The goal of any treatment is to strengthen the core and spine.
When a patient is diagnosed with degenerative disc disease or chronic injury-causing core and lumbar and hip pain and weakness, the initial treatment response is to strengthen the spine or the “core,” muscles with physical therapy and/or relieve spasms with yoga to alleviate the pain. What physical therapy and yoga may not achieve is getting the vertebrae back into their natural positions to remove pressure on the spinal nerves. The missing treatment is the restoration of the normal lumbar spinal curvature.
Addressing spinal, pelvic, and hip ligament weakness.
The primary role of the core muscle systems in the lumbar spine and pelvis is to provide segmental control and dynamic stability to the spinal column. It cannot be done without strong ligaments.
The lumbar region is well endowed with the core muscles, which play a role in the stability of the spine. These muscles—the abdominal muscles, the psoas major, and the erector spinae—are all actively involved in maintaining the functional stability of the lumbar spine in both upright and sitting postures. Their muscle action is especially crucial during the very high loading that the lumbar spine typically undergoes. Without these muscle forces, such large loads would cause disruptions in the lumbar vertebral column and likely result in spinal instability and severe pain.
What are we seeing in this image?
The tensor fascia lata muscle, a stabilizing muscle often referred to as “core” muscle since they attach to the axial skeleton and pelvis, which are considered the foundation of the human body. When sacroiliac ligaments are weak or damaged, the pelvis becomes unstable and the needed resistance to strengthen the tensor fascia lata muscle is not there.
What are we seeing in this image?
The vast array of ligaments that supply the core with is “behind the scenes,” support. It is the ligament network of the lumbar region and the pelvic and hip region that, with the muscles of the core, hold everything together.
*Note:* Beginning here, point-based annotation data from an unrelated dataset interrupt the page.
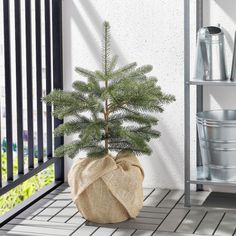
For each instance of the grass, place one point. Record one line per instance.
(26, 189)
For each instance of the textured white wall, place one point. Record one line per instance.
(146, 31)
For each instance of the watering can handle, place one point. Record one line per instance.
(204, 58)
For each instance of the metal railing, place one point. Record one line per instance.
(54, 79)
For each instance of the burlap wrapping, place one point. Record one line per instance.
(107, 190)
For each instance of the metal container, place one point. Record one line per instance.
(210, 54)
(217, 138)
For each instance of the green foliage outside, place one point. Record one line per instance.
(26, 189)
(121, 103)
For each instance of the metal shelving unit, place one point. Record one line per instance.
(198, 180)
Treating ligaments with Prolotherapy
Prolotherapy is an injection technique that stimulates the repair of unstable, torn or damaged ligaments. When the cervical, thoracic, or lumbar spinal ligaments are unstable, they allow for excessive movement of the vertebrae, which can stress tendons, atrophy muscles, pinch on nerves, and cause other symptoms associated with core instability.
We utilize Prolotherapy and sometimes Platelet Rich Plasma injections to strengthen and repair these ligaments.
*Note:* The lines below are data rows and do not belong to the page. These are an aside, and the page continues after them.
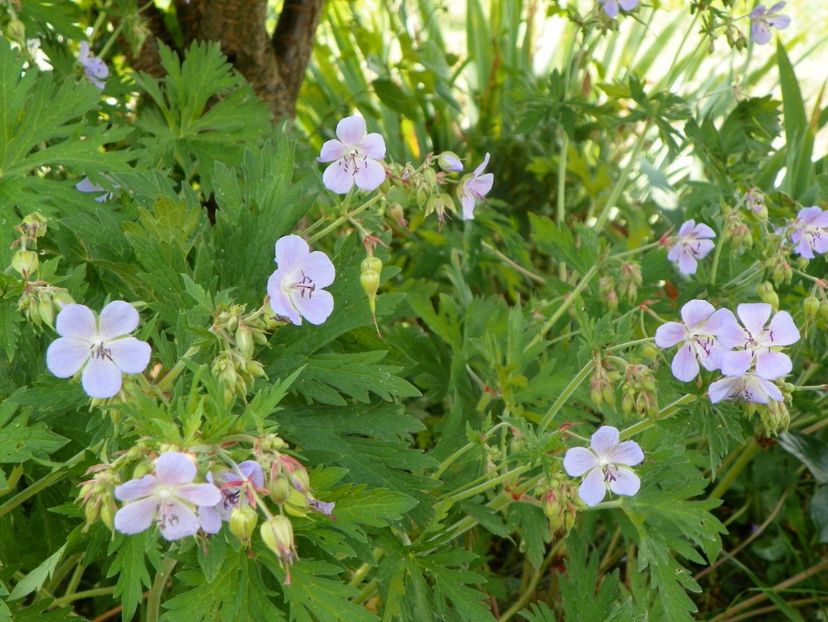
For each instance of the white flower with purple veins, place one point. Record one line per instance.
(755, 341)
(810, 232)
(474, 188)
(101, 347)
(697, 336)
(762, 20)
(296, 287)
(95, 69)
(88, 186)
(236, 489)
(167, 497)
(611, 6)
(693, 243)
(606, 464)
(356, 157)
(748, 387)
In our clinical and research observations, we have documented that Prolotherapy can offer answers for sufferers of core instability, as it treats the problem at its source. Prolotherapy to the various structures of the pelvic, hip, and lumbar spine eliminates the instability and the sympathetic symptoms
In some non-responsive patients, postural restoration can be achieved with a multi-discipline approach.
Curve correction therapy
In this illustration, we demonstrate that top to bottom, from cervical neck pain to foot pain, joint instability impacts walking and gait. This includes hip pain, pelvic malalignment, and adult spinal deformities including increased lordosis. Increased lordosis in the unnatural curvature of the spine caused by spinal instability and spinal ligament laxity and weakness.
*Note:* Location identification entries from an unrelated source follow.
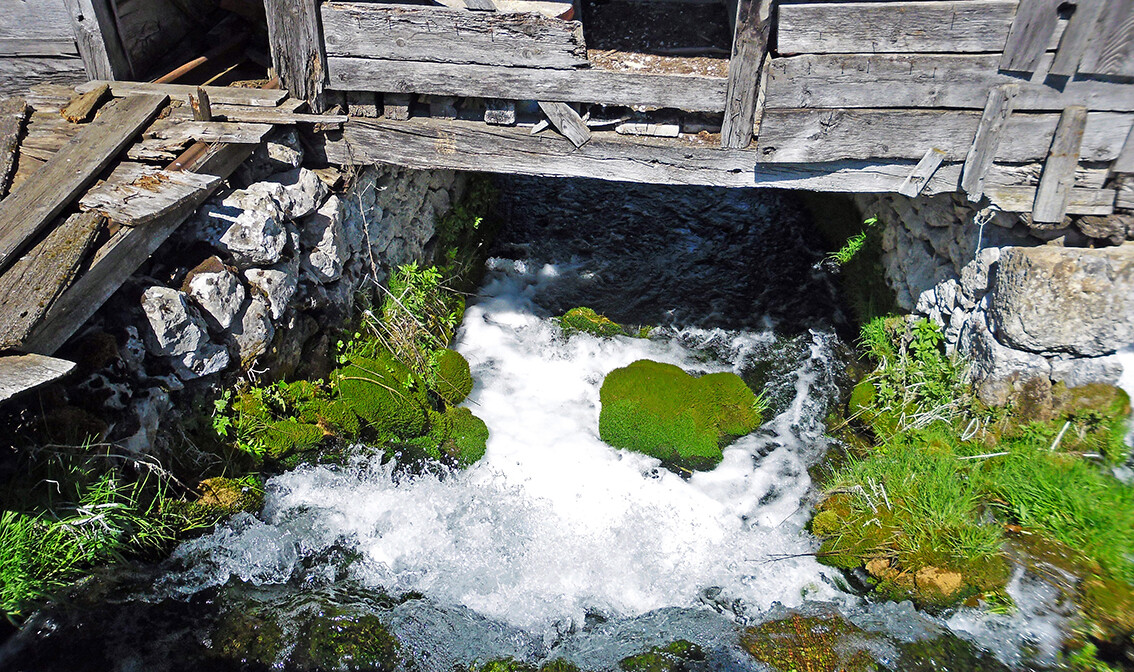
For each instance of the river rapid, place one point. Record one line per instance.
(557, 545)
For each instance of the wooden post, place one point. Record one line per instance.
(297, 49)
(1054, 193)
(750, 44)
Through a combination of curve correction therapy and specific adjustments with instrument techniques – curve correction is where we use weights to create curves and reset proprioceptive fibers. Performing the curve correction and confirming with x-ray (DMX) that the appropriate changes have been made is one of the things that separates us from a postural restoration specialist.
Performing these manipulations we are often able to create great/significant change in a very short period of time, where it would initially be very challenging to activate the correct muscles to create the pull necessary to reform/change the position of the bones.